Zihuatanejo is a really long name. It’s a bitch to spell and not so easy to pronounce. Insiders call it Zihua (Zee-Wa). And now so shall you!
In Zihua, Mexico, one can find almost anything. It’s a town of approximately 100,000 and finding the same products you use at home is possible, although you might not find the exact brand you are familiar with. Getting used to new brands is a big part of the moving abroad experience and something one takes for granted when living in the U.S. For example, which brand of milk does one buy? Which brand of bread is the freshest and will last the longest?
Because Andy and I have been here so many times,we are familiar with many Mexican and Latin America products. We prefer them because even if we can find American products, they are very expensive. For example, we can easily find cans of Campbell’s soup, but they cost much more than Mexican brands or brands from Latin America. That being said, we haven noticed very small frozen sections at many stores. Mexicans seem to eat way less frozen food than we do. Fnding my favorite brand (or any brand) of vegi-burger or vegi-chicken nuggets just won’t happen. These are challenging
times : ) Can I live without my favorite deodorant, Lady Mitchum? (most likely). Can I live without my Trader Joe’s hummus (tough one, although they do have one hummus at the store, and it’s not bad). And what’s gonna happen when I can’t find my coveted white truflle oil?
Let me loudly and passionately state that none of this matters, because I found the one thing I absolutely cannot live without–Clorox wipes!
In the U.S., I use these wipes to clean our kitchen . One wipe is all it takes.
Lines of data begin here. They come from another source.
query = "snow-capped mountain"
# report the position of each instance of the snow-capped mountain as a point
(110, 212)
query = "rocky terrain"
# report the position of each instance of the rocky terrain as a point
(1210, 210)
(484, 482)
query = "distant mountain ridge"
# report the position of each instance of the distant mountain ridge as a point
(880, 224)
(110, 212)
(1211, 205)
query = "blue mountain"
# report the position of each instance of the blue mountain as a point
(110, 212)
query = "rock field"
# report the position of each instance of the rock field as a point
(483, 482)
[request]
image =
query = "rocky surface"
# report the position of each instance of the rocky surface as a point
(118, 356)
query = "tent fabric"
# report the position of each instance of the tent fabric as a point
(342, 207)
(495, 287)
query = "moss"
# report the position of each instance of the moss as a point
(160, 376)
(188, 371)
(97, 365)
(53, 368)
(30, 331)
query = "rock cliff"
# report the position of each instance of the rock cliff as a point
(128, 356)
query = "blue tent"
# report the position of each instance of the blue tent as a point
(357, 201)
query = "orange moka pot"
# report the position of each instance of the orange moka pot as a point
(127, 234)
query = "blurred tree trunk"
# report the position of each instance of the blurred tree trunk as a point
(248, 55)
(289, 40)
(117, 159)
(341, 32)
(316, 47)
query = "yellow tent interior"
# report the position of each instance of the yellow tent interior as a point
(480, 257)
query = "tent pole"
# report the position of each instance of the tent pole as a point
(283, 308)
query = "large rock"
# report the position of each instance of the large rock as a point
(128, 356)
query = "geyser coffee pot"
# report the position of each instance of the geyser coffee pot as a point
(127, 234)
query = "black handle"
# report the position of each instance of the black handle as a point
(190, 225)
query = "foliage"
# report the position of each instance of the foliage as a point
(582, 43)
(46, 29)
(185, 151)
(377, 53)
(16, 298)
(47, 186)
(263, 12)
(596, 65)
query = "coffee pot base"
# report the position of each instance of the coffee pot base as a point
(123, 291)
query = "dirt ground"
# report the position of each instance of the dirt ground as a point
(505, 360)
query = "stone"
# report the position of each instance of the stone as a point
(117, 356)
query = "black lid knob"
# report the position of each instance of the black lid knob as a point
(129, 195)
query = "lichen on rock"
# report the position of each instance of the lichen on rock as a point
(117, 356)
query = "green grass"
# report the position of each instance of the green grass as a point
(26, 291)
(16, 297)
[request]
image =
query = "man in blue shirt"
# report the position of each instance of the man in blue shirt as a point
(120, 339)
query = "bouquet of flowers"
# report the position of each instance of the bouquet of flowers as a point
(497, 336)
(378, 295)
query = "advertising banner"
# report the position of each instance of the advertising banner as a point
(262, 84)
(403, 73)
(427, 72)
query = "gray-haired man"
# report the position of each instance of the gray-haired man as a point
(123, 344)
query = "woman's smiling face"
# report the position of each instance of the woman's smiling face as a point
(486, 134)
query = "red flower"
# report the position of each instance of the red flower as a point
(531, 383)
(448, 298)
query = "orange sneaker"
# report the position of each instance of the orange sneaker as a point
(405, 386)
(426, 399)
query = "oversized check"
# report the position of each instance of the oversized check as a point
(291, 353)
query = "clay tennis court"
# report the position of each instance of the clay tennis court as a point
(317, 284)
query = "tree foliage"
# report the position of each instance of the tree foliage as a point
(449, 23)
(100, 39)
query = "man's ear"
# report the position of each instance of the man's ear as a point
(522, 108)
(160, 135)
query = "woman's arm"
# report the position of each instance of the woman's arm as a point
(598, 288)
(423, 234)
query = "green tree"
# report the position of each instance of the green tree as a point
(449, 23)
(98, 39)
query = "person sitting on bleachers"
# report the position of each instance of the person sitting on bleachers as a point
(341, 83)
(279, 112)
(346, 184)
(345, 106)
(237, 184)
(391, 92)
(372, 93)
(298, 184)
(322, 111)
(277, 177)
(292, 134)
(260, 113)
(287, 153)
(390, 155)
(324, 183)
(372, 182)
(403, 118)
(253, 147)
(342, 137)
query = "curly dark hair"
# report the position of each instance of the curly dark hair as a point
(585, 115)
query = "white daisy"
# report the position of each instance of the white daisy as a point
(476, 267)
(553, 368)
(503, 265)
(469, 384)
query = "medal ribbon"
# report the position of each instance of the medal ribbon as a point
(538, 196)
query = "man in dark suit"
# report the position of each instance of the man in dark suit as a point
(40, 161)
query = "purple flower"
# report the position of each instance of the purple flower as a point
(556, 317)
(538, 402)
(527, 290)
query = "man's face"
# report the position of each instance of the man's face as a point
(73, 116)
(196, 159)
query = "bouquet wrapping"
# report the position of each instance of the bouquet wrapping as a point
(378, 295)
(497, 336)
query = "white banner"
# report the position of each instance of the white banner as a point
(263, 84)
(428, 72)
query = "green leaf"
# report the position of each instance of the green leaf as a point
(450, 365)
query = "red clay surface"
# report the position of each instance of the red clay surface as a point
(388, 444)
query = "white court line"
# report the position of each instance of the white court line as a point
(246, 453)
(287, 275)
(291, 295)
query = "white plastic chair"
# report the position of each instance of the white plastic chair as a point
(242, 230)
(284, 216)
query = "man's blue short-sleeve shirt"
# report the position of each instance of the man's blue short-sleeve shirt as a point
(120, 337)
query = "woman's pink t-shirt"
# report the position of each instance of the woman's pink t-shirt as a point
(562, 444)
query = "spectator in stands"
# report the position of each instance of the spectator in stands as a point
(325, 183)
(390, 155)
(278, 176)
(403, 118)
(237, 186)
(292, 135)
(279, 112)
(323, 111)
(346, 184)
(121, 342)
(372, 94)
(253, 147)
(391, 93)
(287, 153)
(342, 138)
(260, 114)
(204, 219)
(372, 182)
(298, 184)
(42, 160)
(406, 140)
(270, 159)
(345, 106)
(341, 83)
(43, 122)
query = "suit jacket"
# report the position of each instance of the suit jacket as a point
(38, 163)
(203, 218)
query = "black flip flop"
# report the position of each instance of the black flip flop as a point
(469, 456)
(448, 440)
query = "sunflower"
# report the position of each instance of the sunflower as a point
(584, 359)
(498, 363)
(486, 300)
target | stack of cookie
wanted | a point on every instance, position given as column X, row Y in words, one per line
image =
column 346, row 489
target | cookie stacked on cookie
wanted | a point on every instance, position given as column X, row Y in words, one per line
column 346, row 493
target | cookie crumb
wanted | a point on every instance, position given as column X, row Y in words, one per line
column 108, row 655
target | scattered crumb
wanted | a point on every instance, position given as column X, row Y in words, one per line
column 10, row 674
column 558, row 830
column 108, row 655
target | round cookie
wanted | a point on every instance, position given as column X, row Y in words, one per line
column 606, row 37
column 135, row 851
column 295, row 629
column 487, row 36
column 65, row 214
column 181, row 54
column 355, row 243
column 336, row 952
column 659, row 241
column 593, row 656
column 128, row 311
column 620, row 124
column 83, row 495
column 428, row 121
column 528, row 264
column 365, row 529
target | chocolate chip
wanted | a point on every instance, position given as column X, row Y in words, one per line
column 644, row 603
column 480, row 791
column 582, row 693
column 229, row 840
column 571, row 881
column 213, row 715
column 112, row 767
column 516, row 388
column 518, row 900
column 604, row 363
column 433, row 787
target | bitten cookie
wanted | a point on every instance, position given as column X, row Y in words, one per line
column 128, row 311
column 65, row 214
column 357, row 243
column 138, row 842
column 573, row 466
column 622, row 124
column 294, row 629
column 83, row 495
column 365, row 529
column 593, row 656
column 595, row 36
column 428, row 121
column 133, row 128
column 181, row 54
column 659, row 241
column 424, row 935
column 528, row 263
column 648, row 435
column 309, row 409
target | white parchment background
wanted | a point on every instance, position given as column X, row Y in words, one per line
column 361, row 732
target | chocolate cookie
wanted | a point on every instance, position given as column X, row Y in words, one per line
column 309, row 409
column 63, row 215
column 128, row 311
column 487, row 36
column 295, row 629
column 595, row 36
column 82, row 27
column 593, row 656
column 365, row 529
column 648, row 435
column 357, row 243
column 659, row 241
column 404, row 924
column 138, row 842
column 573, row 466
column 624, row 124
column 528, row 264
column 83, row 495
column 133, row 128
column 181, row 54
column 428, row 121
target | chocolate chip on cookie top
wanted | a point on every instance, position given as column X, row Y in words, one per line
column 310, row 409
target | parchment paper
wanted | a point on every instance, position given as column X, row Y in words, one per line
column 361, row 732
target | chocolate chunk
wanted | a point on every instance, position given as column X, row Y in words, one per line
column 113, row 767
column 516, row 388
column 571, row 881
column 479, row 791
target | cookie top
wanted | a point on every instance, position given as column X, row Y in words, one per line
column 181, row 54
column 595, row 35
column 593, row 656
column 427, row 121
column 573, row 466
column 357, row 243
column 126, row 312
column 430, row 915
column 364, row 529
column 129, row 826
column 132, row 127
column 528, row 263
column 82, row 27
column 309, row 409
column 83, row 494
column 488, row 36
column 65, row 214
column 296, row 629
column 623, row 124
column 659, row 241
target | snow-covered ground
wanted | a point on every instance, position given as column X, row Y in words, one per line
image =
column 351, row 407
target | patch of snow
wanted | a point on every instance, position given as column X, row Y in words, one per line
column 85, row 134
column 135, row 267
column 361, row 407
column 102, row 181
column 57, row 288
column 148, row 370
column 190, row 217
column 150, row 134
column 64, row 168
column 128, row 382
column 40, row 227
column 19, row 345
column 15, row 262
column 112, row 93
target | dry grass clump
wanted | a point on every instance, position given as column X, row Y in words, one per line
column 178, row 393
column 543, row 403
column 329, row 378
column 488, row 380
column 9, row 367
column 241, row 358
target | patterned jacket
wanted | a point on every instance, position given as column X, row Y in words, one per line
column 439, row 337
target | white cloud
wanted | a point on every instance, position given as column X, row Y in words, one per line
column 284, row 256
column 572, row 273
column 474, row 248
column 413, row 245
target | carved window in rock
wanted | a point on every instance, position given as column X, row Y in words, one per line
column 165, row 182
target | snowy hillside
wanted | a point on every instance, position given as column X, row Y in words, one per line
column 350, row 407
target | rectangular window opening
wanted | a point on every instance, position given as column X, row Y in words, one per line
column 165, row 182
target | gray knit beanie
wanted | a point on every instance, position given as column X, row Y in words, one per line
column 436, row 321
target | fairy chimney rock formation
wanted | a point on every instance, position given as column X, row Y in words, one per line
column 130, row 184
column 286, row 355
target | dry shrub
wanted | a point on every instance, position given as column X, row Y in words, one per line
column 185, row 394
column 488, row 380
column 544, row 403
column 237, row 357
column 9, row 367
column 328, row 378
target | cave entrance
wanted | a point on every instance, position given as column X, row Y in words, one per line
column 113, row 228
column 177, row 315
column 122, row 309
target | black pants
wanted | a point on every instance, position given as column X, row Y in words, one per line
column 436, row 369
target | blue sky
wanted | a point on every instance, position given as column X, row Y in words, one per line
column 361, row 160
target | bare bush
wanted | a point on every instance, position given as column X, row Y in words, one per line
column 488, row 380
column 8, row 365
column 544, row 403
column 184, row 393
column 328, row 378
In Oakland, I would quickly become despondent if a backup container was not in our cabinet. Recently we visited Comercial Mexicana, our local grocery store which is equivalent to a Walmart, and the wipes shouted “pick me, pick me” … and so I did!
Truthfully, Comercial has whatever one needs: electronics, linens, food, clothe and even a huge kids section. They also have a pretty good import section where they sell thing used by ex-pats and by vacationing tourists. Here’s a sample of some of the items we can purchase — all at premium prices. Imported food is a big budget drain, so we’re limited to one or two imported items per week.
- Imported Olive Oil
- Jars of beets (not a fan, but I saw them)
- Several kinds of rice and sushi making items
- Specialty mustards
- Miller Light, Coors Light and Molson
- Rye crisps (tempting but I passed)
- Selected salts (grey, pink and black)
- Poppy seeds (super expensive)
A funny thing happens when ex-pats find something they like at Comercial in the imported section. They buy a lot of it and begin to hoard it, because you never know if it will be available again. And they share this knowledge with one another, and people run to the store as soon as word gets out. It’s quite an interesting phenomenon. If you want your quinoa, you’d better get it now — who knows when it might return again.
So yes, I can get hummus, my favorite snack, but they only sell three kinds instead of the six of seven brands available at a Bay Area market. And, no, it doesn’t taste as good as the hummus I get in the states. And, yes, I can change my preferred brand of deodorant to Secret … or Dove. But as for the vegi-burgers — no dice. I haven’t found any yet. I’m on the hunt. For now, I’m happy with my trusty wipes.
In a future post, I’ll focus more on what Mexican products we are buying and enjoying at the market.